MCE handler gets NIP wrong on MPC8378
Radu Rendec
radu.rendec at gmail.com
Wed Feb 26 11:01:30 AEDT 2020
On 02/20/2020 at 12:48 PM Christophe Leroy <christophe.leroy at c-s.fr> wrote:
> Le 20/02/2020 à 18:34, Radu Rendec a écrit :
> > On 02/20/2020 at 11:25 AM Christophe Leroy <christophe.leroy at c-s.fr> wrote:
> >> Le 20/02/2020 à 17:02, Radu Rendec a écrit :
> >>> On 02/20/2020 at 3:38 AM Christophe Leroy <christophe.leroy at c-s.fr> wrote:
> >>>> On 02/19/2020 10:39 PM, Radu Rendec wrote:
> >>>>> On 02/19/2020 at 4:21 PM Christophe Leroy <christophe.leroy at c-s.fr> wrote:
> >>>>>>> Interesting.
> >>>>>>>
> >>>>>>> 0x900 is the adress of the timer interrupt.
> >>>>>>>
> >>>>>>> Would the MCE occur just after the timer interrupt ?
> >>>>>
> >>>>> I doubt that. I'm using a small test module to artificially trigger the
> >>>>> MCE. Basically it's just this (the full code is in my original post):
> >>>>>
> >>>>> bad_addr_base = ioremap(0xf0000000, 0x100);
> >>>>> x = ioread32(bad_addr_base);
> >>>>>
> >>>>> I find it hard to believe that every time I load the module the lwbrx
> >>>>> instruction that triggers the MCE is executed exactly after the timer
> >>>>> interrupt (or that the timer interrupt always occurs close to the lwbrx
> >>>>> instruction).
> >>>>
> >>>> Can you try to see how much time there is between your read and the MCE ?
> >>>> The below should allow it, you'll see first value in r13 and the other
> >>>> in r14 (mce.c is your test code)
> >>>>
> >>>> Also provide the timebase frequency as reported in /proc/cpuinfo
> >>>
> >>> I just ran a test: r13 is 0xda8e0f91 and r14 is 0xdaae0f9c.
> >>>
> >>> # cat /proc/cpuinfo
> >>> processor : 0
> >>> cpu : e300c4
> >>> clock : 800.000004MHz
> >>> revision : 1.1 (pvr 8086 1011)
> >>> bogomips : 200.00
> >>> timebase : 100000000
> >>>
> >>> The difference between r14 and r13 is 0x20000b. Assuming TB is
> >>> incremented with 'timebase' frequency, that means 20.97 milliseconds
> >>> (although the e300 manual says TB is "incremented once every four core
> >>> input clock cycles").
> >>
> >> I wouldn't be surprised that the internal CPU clock be twice the input
> >> clock.
> >>
> >> So that's long enough to surely get a timer interrupt during every bad
> >> access.
> >>
> >> Now we have to understand why SRR1 contains the address of the timer
> >> exception entry and not the address of the bad access.
> >>
> >> The value of SRR1 confirms that it comes from 0x900 as MSR[IR] and [DR]

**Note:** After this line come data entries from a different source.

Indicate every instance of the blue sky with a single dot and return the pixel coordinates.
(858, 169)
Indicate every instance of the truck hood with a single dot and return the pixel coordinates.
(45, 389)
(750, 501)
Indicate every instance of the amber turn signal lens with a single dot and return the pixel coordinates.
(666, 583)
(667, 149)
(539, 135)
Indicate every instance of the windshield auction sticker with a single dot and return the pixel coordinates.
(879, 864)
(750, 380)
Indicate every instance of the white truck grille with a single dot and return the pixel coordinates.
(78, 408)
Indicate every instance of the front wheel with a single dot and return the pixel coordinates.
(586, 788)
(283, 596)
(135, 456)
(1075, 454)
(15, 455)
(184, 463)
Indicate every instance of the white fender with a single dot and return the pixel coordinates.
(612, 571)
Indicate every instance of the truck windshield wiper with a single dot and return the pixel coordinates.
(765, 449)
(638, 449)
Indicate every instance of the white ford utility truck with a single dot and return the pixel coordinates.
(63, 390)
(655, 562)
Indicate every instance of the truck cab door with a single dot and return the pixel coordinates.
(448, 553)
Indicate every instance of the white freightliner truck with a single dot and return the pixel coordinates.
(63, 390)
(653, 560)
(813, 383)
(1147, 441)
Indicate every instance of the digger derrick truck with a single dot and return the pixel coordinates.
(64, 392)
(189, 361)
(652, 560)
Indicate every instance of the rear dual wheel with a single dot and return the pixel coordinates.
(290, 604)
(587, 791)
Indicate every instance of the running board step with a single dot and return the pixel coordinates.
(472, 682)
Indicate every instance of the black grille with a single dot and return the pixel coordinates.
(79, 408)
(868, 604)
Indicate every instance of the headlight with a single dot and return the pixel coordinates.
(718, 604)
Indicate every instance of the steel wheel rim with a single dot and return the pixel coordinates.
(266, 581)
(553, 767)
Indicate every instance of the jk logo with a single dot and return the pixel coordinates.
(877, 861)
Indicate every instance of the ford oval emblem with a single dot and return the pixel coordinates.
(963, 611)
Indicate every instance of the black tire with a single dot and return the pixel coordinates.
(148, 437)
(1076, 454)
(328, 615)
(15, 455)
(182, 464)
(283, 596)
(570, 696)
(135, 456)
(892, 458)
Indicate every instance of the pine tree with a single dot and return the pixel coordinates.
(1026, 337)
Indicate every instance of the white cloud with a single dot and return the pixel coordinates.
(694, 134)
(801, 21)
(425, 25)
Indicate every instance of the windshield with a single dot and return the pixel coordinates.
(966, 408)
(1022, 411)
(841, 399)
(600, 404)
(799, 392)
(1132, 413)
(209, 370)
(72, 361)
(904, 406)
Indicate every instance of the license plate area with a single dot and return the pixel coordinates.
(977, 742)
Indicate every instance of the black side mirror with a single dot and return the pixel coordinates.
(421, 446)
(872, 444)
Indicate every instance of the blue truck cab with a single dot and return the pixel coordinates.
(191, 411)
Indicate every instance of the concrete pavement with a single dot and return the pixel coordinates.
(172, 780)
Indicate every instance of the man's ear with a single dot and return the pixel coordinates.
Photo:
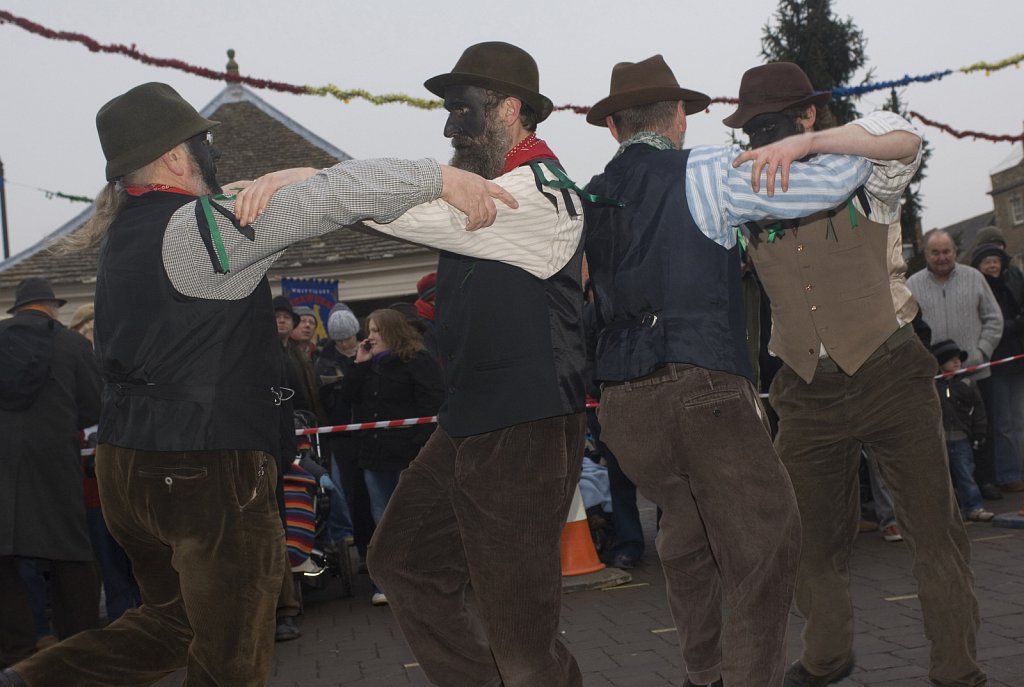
(510, 109)
(176, 160)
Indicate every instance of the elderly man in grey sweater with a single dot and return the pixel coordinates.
(955, 301)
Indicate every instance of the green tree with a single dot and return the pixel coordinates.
(828, 49)
(910, 204)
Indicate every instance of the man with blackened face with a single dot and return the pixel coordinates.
(505, 460)
(854, 376)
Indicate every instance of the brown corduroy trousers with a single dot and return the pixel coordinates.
(205, 540)
(483, 511)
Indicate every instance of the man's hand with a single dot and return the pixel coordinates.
(773, 157)
(473, 196)
(252, 200)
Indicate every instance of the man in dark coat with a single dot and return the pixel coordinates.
(42, 510)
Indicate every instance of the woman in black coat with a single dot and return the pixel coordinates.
(393, 378)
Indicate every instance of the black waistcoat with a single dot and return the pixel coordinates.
(180, 373)
(666, 292)
(511, 344)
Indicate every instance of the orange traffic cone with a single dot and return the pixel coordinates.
(579, 556)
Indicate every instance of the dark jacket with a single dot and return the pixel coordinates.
(42, 510)
(180, 374)
(963, 410)
(1010, 296)
(391, 389)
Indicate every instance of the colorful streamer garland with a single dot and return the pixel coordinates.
(347, 95)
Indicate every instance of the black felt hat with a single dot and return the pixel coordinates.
(772, 88)
(282, 303)
(142, 124)
(499, 67)
(32, 290)
(946, 350)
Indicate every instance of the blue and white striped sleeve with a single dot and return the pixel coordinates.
(721, 199)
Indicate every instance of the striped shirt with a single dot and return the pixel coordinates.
(962, 308)
(331, 199)
(539, 237)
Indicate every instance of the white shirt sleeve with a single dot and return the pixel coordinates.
(540, 237)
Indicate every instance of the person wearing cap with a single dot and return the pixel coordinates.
(666, 272)
(1004, 391)
(190, 422)
(854, 375)
(42, 506)
(303, 333)
(965, 424)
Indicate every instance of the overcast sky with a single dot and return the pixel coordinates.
(50, 90)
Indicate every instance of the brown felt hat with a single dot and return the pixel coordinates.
(499, 67)
(643, 83)
(137, 127)
(772, 88)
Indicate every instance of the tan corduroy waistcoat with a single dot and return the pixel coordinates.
(828, 281)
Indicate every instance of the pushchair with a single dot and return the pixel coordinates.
(307, 507)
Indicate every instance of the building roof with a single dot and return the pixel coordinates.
(254, 138)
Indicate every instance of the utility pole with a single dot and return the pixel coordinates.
(3, 214)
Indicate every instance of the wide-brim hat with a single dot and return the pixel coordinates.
(946, 350)
(142, 124)
(33, 290)
(772, 88)
(500, 67)
(643, 83)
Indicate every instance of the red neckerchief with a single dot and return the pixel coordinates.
(528, 148)
(137, 189)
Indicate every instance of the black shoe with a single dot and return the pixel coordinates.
(287, 630)
(797, 676)
(990, 492)
(9, 678)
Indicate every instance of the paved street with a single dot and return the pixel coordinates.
(625, 637)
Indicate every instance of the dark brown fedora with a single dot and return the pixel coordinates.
(772, 88)
(643, 83)
(500, 67)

> >> are cleared when interrupts are enabled.
> >>
> >> Maybe you should file a support case at NXP. They are usually quite
> >> professionnal at responding.
> >
> > I already did (quite some time ago), but it started off as "why does the
> > MCE occur in the first place". That part has already been figured out,
> > but unfortunately I don't have a viable solution to it. Like you said,
> > now the focus has shifted to understanding why the SRR0 value is not
> > what we expect.
>
> Yes now the point is to understand why it starts processing the timer
> interrupt at 0x900 (with IR and DR cleared as observed in SRR1) just
> before taking the Machine Check.
>
> Allthough the execution of the decrementer interrupt is queue for after
> the completion of the failing memory access, I'd expect the Machine
> Check to take priority.
>
> Note that I have never observed such a behaviour on MPC8321 which has an
> e300c2 core.
I apologize for the silence during the past few days, I've been diverted
with something else. This is the feedback that I got from NXP:
| The e300 core uses SRR0/1 for both non-critical interrupts and machine
| check interrupts and if they happen simultaneously a problem can occur
| where the return address from the first exception is lost when handling
| the second exception concurrently. This only occurs in the rare case
| when the software ISR hasn't had the time to save SRR0/1 to the sw stack.
|
| If the ability to nest interrupts is desired, software then saves off
| enough state (i.e. the contents of SRR0, SRR1, etc) that will allow it
| to recover (i.e. resume handling the current interrupt) if another
| interrupt occurs.
So basically what they describe is a race condition between the MCE and
a regular interrupt, where the regular interrupt (the timer interrupt,
in our case) kicks in after the MCE handler is entered into but before
it saves SRR0. This not only requires very precise timing, but would
also end up with a saved SRR0 value that points back somewhere inside
the MCE handler.
But I've thought about something else. We already timed it and we know
it consistently takes around 20 ms between the faulty read and the MCE
handler execution. I'm thinking that the faulty read is essentially a
failed transaction on the internal bus, because no peripheral replies
to the access on the bad address. The 20 ms is probably the bus timeout.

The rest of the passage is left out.